The strange twists and turns of chance and genetics – and the
two as linked – turn the psychological study I opened this post with on its
head. It’s not that we are genetically
superior or inferior, it’s that we are randomly genetically endowed – and we
are shaped by the environments that we are randomly tossed into. Which ends up amounting to the same thing –
our measures of people’s functioning with an intelligence test is necessarily a
measure of multiple random events – and, if we parse them all out, we find
that, regardless of which genetic shaker we use, we end up with the same
constituent elements.
But I think the role of culture in shaping the experiences
of the people in this book moves to the forefront as the randomness of genetics
is asserted. We discover that the
intense self-focus – Sunja’s attempts to be the proper, correct Korean girl and
then woman; Yoseb’s attempts to care for his family as a man should; Kyunghee’s
and Sunja’s forays into the world of commerce against the tides of culture;
that the cultural forces that they face are intent on keeping them in place not
only through externally imposed shameful repressive measures, such as insuring
that they can’t secure passports to leave the country, but much more
insidiously through the internal control of the deep sense of shame – the sense
that they are essentially inferior and must do what they can to hide that through
industry and, somewhat ironically, self-pride.
And, also somewhat ironically, these internally repressive forces prove able,
across generations and through the power of the exertion of will, to achieve
forward movement – but also to create tragic limits to that potential for
growth.
Without spoiling any more than I already have, I think this
long book – and one that does not dive beneath the surface of the actions of its characters –
except occasionally to articulate the conscious intent of the actors – ends up
painting a picture of the arc of the twentieth century from a very interesting
vantage point – and, in the process, the author creates characters about whom we care
deeply. One of the plot devices that she
seems to use to do this is, again ironically, the creation of this family as
being, in important senses, exceptional: Different from the Koreans who can’t
rise above the filth and squalor to which they are relegated. Just as Mosazu is a successful Pachinko owner
in part because he learns the trade of subtly changing the angles of the pins
on a daily basis to stay one step ahead of the patrons who are working to
detect patterns in the falling of the balls, so we are drawn to characters who
stand up to the laws of chance and largely seem to make them work in their
favor.

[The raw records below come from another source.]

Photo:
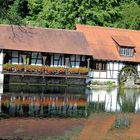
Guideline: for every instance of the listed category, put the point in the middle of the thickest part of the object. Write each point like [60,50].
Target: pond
[65,101]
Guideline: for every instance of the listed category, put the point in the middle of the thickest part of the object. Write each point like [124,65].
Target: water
[43,101]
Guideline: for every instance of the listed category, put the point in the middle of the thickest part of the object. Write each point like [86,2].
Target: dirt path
[131,133]
[97,126]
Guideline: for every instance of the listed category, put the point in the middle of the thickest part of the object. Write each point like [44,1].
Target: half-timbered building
[116,52]
[21,47]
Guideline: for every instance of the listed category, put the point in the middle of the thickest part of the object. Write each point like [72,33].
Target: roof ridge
[42,28]
[107,28]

We admire this when it works –
and we mourn when it fails – when the sweep of history – or the pernicious
effects of a lifetime of being bullied by mean spirited, ugly, and effective attacks
leads a character (I just wrote us and revised it – we identify with these
characters) to implode.
In the game of life, when we perceive resources to be
limited and we need to maintain our power over others, we use similar means to
control and suppress those we would have serve us. Elsewhere I have looked at James
Cone’s and Dorothy
Holmes' (among others) take on these mechanisms within American culture –
especially as it relates to African Americans, and there are more similarities
here than we would want to admit as we look through a very different cultural
lens at the functioning of a vastly different culture.